The prevalence of osteoporosis is high in chronic obstructive pulmonary disease (COPD) patients. The gold standard for the diagnosis of osteoporosis is bone mineral density (BMD) measurements as assessed by dual energy absorptiometry (DXA) scanning as well as vertebral fractures as assessed by instant vertebral assessment (IVA). The aim of this study was to compare COPD GOLD II patients (that is, patients with moderate COPD, stage II, according to the GOLD classification) with osteoporosis (cases) to COPD GOLD II patients without osteoporosis (controls) to identify risk factors for osteoporosis.

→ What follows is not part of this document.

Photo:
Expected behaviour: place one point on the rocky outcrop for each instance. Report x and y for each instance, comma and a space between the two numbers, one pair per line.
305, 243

The diagnosis of osteoporosis was based on BMD and vertebral fractures. Cases (n=49) were matched for gender, age and forced expiratory volume in the first second to controls (n=49). We assessed pulmonary function, body composition, vitamin D, emphysema score (by high-resolution computer tomography), medical history and medication use in all patients. Variables that were significantly different between the cases and controls were included in a logistic regression analysis. COPD patients with osteoporosis had a significantly lower body mass index (BMI) and higher residual volume as the percentage of total lung capacity (RV%TLC) compared to COPD patients without osteoporosis. Decreasing BMI and increasing RV%TLC increased the odds ratio for osteoporosis. Overweight and obese BMI values were protective for osteoporosis. Screening for osteoporosis should be performed even in moderate COPD patients, especially in those with a low BMI and/or a high RV%TLC.

摘要

慢性阻塞性肺疾病(COPD)患者骨质疏松症的患病率很高。骨质疏松症的金标准诊断是通过双能吸收法(DXA)扫描评估的骨矿物质密度(BMD)测量,以及通过即时椎体评估(IVA)评估的椎体骨折。本研究的目的是比较 COPD GOLD II 患者(即根据 GOLD 分类,中度 COPD,II 期)与骨质疏松症(病例)和没有骨质疏松症的 COPD GOLD II 患者(对照),以确定骨质疏松症的危险因素。骨质疏松症的诊断基于 BMD 和椎体骨折。根据性别、年龄和第一秒用力呼气量(FEV1),将病例(n=49)与对照组(n=49)匹配。我们评估了所有患者的肺功能、身体成分、维生素 D、肺气肿评分(通过高分辨率计算机断层扫描)、病史和药物使用情况。病例和对照组之间有显著差异的变量被纳入逻辑回归分析。与没有骨质疏松症的 COPD 患者相比,患有骨质疏松症的 COPD 患者的体重指数(BMI)明显较低,残气量占肺总量的百分比(RV%TLC)较高。BMI 降低和 RV%TLC 增加都会增加骨质疏松症的比值比。超重和肥胖 BMI 值对骨质疏松症有保护作用。即使在中度 COPD 患者中,也应该进行骨质疏松症筛查,特别是在 BMI 较低和/或 RV%TLC 较高的患者中。